The binding site of lolitrem B is likely to be located in this α subunit. When lolitrem B is added, the potassium current quickly gets abolished and this inhibition cannot be reversed by washout (this reversal is possible for paxilline). However, over time lolitrem B slowly dissociates from the binding site. The inhibition by lolitrem B is calcium concentration-dependent. The concentration with half of the maximal inhibition (IC50) for hSlo was found to be 3.7 ± 0.4 nM. Lolitrem B is a more potent neurotoxin in vitro compared to paxilline.
Lolitrem B preferably blocks the open configuration of BK channels, as under high calcium concentrations promoting the opening of BK channels, the apparent affinity increases three-fold. The inhibition by lolitrem B and its affinity differs with the calcium concentration. Lolitrem B has the highest affinity for BK channels when there is a high probability of an open conformation thus when the calcium binds to the high affinity sites. The inhibition occurs when the channels are in an open state.
BK channels oppose vasoconstriction in blood vessels resulting in vasorelaxation. Blocking the channels leads to vasoconstriction and to an increase in blood pressure. The BK channel α subunit is expressed in muscle and nerve tissue and the BK channels are abundant in the brain. The BK channels modulate neurotransmitter release, the form of the action potential and repetitive firing. Inhibition of the channels can explain why there would be an increased release in excitatory neurotransmitters resulting in tremors, ataxia, hypersensitivity, increased smooth muscle contraction in the colon and an increased heart rate.
It structurally looks like paxilline which is a related tremor inducer. There are multiple lolitrems which are labelled by a letter. The difference between them is the position and number of aryl and hydroxyl substituents plus the absence or presence of an I ring. The I ring seems to be necessary for prolonged tremors to occur. Intermediate metabolites such as terpendoles and paspaline can become lolitrems by addition of two rings (A and B) at the C20-C21 position to the indole moiety of the molecule.

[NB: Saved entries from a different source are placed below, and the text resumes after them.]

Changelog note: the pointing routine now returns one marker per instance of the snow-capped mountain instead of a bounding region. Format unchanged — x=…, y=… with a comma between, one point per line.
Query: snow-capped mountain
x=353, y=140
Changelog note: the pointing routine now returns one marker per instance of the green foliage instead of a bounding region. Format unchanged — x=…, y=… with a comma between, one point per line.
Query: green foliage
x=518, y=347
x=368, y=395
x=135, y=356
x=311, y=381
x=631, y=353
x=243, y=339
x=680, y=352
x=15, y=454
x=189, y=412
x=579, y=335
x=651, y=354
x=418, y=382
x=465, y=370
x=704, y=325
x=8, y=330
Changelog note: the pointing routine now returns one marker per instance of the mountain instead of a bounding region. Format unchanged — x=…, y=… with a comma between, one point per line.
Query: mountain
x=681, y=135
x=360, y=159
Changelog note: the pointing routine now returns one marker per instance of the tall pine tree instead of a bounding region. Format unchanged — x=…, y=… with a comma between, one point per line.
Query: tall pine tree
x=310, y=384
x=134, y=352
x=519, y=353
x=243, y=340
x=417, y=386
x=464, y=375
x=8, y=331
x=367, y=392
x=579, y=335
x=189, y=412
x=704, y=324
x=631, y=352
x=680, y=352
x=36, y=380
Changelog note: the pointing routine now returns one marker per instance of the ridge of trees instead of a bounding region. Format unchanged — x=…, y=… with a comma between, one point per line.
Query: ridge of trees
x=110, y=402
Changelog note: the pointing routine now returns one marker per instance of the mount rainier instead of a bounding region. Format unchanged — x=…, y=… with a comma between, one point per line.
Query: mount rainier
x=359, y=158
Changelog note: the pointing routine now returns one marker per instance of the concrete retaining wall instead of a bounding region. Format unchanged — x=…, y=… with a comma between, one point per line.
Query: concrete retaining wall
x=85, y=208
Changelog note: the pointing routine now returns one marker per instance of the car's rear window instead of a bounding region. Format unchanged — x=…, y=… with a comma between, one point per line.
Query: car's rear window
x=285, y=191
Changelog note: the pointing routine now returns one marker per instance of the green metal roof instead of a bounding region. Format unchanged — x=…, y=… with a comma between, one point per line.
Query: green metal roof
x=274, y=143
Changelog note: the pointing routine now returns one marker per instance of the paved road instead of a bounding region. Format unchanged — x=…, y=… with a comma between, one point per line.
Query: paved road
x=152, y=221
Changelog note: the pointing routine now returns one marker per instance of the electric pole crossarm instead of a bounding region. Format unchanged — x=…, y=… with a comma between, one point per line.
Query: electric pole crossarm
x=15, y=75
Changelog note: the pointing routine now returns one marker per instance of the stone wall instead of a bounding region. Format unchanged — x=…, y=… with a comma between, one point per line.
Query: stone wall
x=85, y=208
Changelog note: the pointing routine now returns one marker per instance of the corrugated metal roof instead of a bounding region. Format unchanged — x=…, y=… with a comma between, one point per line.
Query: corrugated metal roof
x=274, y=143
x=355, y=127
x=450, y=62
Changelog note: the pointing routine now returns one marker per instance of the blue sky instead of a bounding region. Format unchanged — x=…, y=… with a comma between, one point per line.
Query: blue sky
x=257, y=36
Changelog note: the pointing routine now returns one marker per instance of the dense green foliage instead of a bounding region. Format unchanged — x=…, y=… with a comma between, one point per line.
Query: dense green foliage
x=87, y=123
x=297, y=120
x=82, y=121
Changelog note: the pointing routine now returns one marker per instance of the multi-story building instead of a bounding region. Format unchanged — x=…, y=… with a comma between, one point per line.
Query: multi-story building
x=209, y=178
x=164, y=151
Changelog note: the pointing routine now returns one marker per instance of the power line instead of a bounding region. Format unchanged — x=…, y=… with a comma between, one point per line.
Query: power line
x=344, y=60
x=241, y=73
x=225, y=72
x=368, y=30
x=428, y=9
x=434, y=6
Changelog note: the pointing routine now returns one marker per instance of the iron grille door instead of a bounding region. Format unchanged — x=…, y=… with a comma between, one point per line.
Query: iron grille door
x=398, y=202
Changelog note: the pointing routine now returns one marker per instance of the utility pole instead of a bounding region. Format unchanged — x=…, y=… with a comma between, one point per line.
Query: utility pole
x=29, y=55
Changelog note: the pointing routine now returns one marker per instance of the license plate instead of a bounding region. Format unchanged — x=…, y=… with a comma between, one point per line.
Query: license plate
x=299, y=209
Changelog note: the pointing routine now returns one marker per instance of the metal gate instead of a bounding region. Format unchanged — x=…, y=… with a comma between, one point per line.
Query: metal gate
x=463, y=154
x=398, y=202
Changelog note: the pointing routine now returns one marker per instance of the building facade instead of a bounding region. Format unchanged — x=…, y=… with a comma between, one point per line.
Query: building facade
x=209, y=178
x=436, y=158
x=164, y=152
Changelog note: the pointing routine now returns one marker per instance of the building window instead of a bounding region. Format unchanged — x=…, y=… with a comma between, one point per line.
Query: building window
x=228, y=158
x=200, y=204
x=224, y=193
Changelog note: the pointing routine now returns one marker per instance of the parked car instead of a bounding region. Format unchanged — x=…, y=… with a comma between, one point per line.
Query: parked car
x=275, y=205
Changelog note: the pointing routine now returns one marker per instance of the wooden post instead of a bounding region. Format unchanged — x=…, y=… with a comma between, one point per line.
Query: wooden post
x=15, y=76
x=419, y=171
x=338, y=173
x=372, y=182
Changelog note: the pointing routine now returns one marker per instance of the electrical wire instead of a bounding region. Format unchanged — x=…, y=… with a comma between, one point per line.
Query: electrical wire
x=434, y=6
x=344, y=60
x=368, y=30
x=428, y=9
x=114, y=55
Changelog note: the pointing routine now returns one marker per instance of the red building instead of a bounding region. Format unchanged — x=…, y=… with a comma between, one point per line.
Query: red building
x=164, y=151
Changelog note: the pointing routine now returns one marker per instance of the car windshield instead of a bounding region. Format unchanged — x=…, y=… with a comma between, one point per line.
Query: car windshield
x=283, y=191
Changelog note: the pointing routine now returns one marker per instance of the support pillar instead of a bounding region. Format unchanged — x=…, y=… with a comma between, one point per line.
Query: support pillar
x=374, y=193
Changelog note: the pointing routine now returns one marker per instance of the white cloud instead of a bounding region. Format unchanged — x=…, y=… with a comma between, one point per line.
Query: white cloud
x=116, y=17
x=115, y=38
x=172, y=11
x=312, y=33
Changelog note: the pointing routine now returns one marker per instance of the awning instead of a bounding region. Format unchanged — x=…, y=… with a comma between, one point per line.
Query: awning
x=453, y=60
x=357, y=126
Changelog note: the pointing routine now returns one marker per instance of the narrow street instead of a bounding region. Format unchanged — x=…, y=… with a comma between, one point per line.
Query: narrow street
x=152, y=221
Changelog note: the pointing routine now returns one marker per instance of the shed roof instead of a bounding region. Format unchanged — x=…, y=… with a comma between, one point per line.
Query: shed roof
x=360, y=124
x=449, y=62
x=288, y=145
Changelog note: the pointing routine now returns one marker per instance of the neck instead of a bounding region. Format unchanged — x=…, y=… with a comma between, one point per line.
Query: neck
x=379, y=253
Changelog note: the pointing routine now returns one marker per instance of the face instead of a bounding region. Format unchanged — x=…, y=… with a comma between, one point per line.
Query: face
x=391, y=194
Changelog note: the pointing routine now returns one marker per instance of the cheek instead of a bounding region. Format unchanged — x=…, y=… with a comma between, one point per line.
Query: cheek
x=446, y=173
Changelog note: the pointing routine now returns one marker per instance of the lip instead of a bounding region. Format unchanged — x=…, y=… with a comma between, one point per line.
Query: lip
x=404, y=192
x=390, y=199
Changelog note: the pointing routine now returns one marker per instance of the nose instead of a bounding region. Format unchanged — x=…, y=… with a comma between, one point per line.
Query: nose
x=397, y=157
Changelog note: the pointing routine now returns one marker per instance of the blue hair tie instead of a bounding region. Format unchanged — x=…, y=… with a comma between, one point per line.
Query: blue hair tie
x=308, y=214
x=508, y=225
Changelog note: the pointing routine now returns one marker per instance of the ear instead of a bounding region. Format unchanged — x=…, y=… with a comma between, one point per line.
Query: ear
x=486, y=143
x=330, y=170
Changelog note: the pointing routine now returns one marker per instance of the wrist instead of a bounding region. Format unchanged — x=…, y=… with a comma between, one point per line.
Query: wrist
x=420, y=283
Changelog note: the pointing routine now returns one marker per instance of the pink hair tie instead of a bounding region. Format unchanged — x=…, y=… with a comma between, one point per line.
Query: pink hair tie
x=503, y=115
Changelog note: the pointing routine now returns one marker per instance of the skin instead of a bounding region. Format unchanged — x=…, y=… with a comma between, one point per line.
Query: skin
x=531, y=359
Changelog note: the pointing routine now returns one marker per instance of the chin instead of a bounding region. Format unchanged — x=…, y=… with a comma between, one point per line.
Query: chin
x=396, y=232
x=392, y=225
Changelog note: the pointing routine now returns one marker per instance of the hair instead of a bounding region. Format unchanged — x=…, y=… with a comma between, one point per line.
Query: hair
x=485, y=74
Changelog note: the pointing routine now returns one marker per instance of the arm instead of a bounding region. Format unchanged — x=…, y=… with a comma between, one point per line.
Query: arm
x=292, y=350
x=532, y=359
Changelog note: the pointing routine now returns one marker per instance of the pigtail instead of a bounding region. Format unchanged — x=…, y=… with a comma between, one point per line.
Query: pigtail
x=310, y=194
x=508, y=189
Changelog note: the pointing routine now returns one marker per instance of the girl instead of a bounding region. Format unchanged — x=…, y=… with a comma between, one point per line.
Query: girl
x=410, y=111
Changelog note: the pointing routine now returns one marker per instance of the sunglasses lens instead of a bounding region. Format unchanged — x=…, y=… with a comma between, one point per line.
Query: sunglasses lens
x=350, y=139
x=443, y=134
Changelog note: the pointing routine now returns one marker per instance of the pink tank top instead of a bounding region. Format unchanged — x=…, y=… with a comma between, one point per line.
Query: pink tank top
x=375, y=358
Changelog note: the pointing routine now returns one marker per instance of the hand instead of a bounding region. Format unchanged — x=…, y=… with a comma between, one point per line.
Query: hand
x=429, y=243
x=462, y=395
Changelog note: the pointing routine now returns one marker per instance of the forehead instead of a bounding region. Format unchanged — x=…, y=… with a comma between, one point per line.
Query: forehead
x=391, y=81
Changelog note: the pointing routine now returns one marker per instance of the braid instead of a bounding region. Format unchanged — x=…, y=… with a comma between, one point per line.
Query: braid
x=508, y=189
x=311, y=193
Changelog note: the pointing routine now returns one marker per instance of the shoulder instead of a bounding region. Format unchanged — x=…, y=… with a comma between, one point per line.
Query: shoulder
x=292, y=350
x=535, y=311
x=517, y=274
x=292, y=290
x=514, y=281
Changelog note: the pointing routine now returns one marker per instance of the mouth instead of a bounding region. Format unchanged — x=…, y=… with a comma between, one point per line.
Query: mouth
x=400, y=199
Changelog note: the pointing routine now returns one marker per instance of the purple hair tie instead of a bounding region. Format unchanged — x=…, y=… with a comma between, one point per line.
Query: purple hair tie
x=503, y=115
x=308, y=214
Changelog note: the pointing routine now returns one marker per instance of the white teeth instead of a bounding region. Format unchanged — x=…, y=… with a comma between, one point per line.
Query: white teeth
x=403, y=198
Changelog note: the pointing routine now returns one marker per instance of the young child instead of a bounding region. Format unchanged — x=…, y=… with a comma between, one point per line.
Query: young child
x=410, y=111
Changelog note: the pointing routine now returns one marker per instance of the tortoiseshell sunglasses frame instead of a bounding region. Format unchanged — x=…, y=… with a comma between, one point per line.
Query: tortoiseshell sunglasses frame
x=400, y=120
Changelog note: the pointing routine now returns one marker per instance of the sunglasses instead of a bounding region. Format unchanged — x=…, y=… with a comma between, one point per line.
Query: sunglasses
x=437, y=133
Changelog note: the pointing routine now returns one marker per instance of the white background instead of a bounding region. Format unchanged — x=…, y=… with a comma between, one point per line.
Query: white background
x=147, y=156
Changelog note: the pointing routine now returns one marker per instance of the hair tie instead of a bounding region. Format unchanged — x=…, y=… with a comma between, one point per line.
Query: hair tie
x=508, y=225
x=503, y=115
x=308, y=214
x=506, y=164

The production of lolitrem B requires 10 different genes on a locus (the LTM locus) which is organized in three clusters. These clusters are separated by large AT-rich sequences. Cluster 1 contains the genes ltmG, ltmK and ltmM. Cluster 2 contains ltmP, ltmF, ltmB, ltmQ and ltmC and cluster 3 ltmE and ltmJ Four genes from cluster 2 are orthologues of functional characterized paxilline genes, meaning that the genes show homologous sequences. The genes in cluster 3 appear to be unique to the Epichloë genus.